Une vie un peu à la dérive, enfin ça va, y a pire, il ne peut pas se plaindre. Il est syrien, breton, français, tout ça à la fois, un visage invisible que l'on ne distingue qu'à moitié dans le reflet du rétroviseur, traître à son père, chauffeur Uber.
Un
grand frère.
Responsable, perdu, démuni.
Il fait ce qu'il peut.
Tellement d'ennuis, de problèmes à résoudre, et la tête qui ne suit pas toujours, il n'y peut rien, c'est la fumette, avec les années ça a fini par le ralentir, et les pensées douloureuses, ça finit par rendre fou aussi.
D'ici, de nulle part, il erre sur le périph, s'imbibe de la ville et de ses habitants interchangeables. Tout est bon pour oublier son petit frère, infirmier parti en Syrie il y a plusieurs mois, non pas pour tuer, mais pour sauver.
Enrôlé dans une organisation humanitaire musulmane.
Il voulait s'occuper des enfants, des victimes, des prisonniers.
Quel con.
Il a mis tout le monde en danger.
Grand frère s'abîme dans l'oubli, le déni. Jusqu'au jour où Petit frère sonne à la porte. On le traque, on le suit. Quelque chose a dérapé. Et maintenant, il ne reste qu'à tout étouffer. En espérant que le jeune infirmier n'ait rien à cacher.
Le roman est brutal, râpeux, émaillé de blessures que l'on est trop épuisé pour cacher.
Grand frère en a beaucoup trop vu, trop compris, trop subi, il a les mots pour le dire mais le coeur lui en manque parfois. Ses loyautés l'écartèlent, sa lassitude menace de l'emporter, ses peurs lui ôtent tout recul. C'est surtout la plume tranchante de
Mahir Guven que l'on retient, avec sa langue crue, vernaculaire, émaillée d'arabe, de verlan, d'argots du monde entier, qui donnent au récit une dimension infiniment créative. le rythme en devient survolté, avec une fausse impression de précipitation, à l'image de la confusion de
Grand frère, qui témoigne au contraire d'une construction savamment travaillée. On n'a jamais rien lu de pareil, on fait une découverte par page, on est soufflé par l'amour, l'empathie et la bienveillance qui émanent de ce témoignage brut et blessé.

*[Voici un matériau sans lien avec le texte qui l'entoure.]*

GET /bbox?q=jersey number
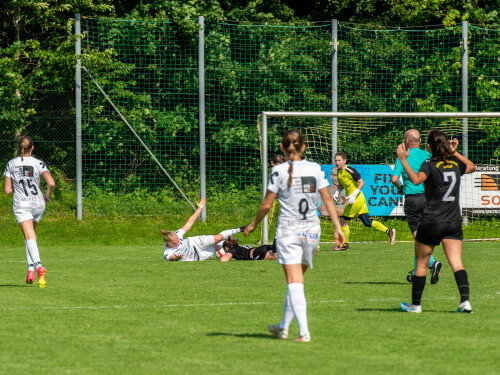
[298,198,309,220]
[20,179,38,197]
[442,172,456,202]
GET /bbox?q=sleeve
[163,246,174,261]
[37,160,49,174]
[456,158,467,176]
[345,166,361,182]
[317,167,329,190]
[4,163,11,178]
[418,160,431,177]
[392,159,402,177]
[267,165,281,194]
[175,229,185,240]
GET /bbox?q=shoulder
[175,229,185,238]
[344,165,360,178]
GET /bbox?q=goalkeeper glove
[333,189,341,201]
[347,188,360,205]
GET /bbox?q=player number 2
[298,198,309,220]
[442,172,456,202]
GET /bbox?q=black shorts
[404,194,426,234]
[252,245,274,260]
[415,221,463,246]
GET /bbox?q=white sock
[26,239,42,269]
[279,289,294,329]
[25,241,34,271]
[288,283,309,336]
[219,228,240,239]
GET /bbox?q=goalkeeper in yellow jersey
[332,152,396,251]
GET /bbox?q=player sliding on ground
[219,236,277,261]
[397,130,476,313]
[332,152,395,251]
[391,129,442,284]
[161,197,246,261]
[244,129,345,342]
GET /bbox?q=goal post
[261,111,500,244]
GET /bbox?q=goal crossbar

Grand Frère remet les choses en place, donne une grande leçon de narration et d'écriture, navigue entre les tons avec un équilibre impressionnant. On passe de la confession intimiste au thriller implacable en l'espace de quelques dizaines de pages, avec des passages presque épiques, d'autres tristement pragmatiques. Impossible d'échapper à une certaine forme de malaise alors que l'intrigue se déroule : que peut ressentir le lecteur vis-à-vis du malaise profond des jeunes abandonnés, pétris d'ennuis dans leurs cités de béton, des familles prises entre deux identités, des descentes aux enfers qu'on préfère oublier, des découragements, la discrimination, tout le temps.

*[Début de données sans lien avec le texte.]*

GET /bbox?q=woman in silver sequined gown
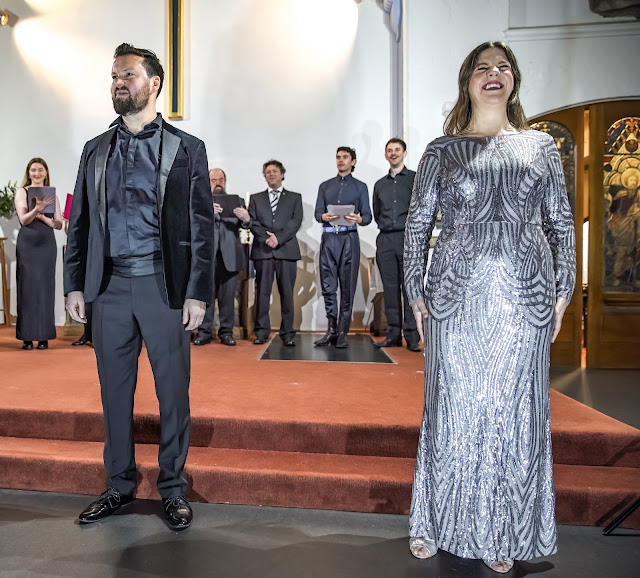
[403,42,576,573]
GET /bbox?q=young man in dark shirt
[314,147,371,348]
[373,138,420,352]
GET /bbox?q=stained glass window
[531,120,576,214]
[603,117,640,292]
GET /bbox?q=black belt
[322,225,357,233]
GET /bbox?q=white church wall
[404,0,640,168]
[1,0,638,331]
[0,0,392,330]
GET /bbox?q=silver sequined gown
[404,130,576,562]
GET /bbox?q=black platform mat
[260,333,394,363]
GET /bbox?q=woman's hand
[551,297,568,343]
[34,196,55,213]
[411,298,429,343]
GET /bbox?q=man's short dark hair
[114,43,164,96]
[263,159,286,177]
[336,146,357,172]
[385,138,407,151]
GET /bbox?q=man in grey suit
[194,168,250,346]
[248,160,303,346]
[64,43,214,531]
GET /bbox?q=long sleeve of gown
[541,134,576,303]
[403,142,441,305]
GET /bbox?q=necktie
[270,190,280,214]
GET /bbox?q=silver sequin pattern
[404,130,576,562]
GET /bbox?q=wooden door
[587,101,640,368]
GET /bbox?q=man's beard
[112,85,151,115]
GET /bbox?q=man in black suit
[194,168,250,346]
[64,43,214,531]
[248,160,303,346]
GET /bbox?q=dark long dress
[16,209,57,342]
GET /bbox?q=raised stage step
[1,437,639,527]
[1,392,639,467]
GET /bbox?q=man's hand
[322,213,338,222]
[66,291,87,324]
[233,207,250,224]
[411,298,428,343]
[344,212,362,225]
[551,297,568,343]
[213,203,223,214]
[265,231,279,248]
[182,298,206,331]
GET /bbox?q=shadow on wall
[0,215,19,324]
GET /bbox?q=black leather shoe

C'est un roman des réalités qui font mal et des fantasmes qui échouent à réparer, des proches qu'on renie et des liens qu'on veut sauver, des marginaux qu'on exclut et qui se relèvent par des voies parallèles. Avec son inventivité, sa fougue, son amour profond de ses personnages et de leurs ambitions fracassées,
Grand Frère vient, à sa façon, poser une pierre nouvelle au grand édifice qu'on appelle "littérature".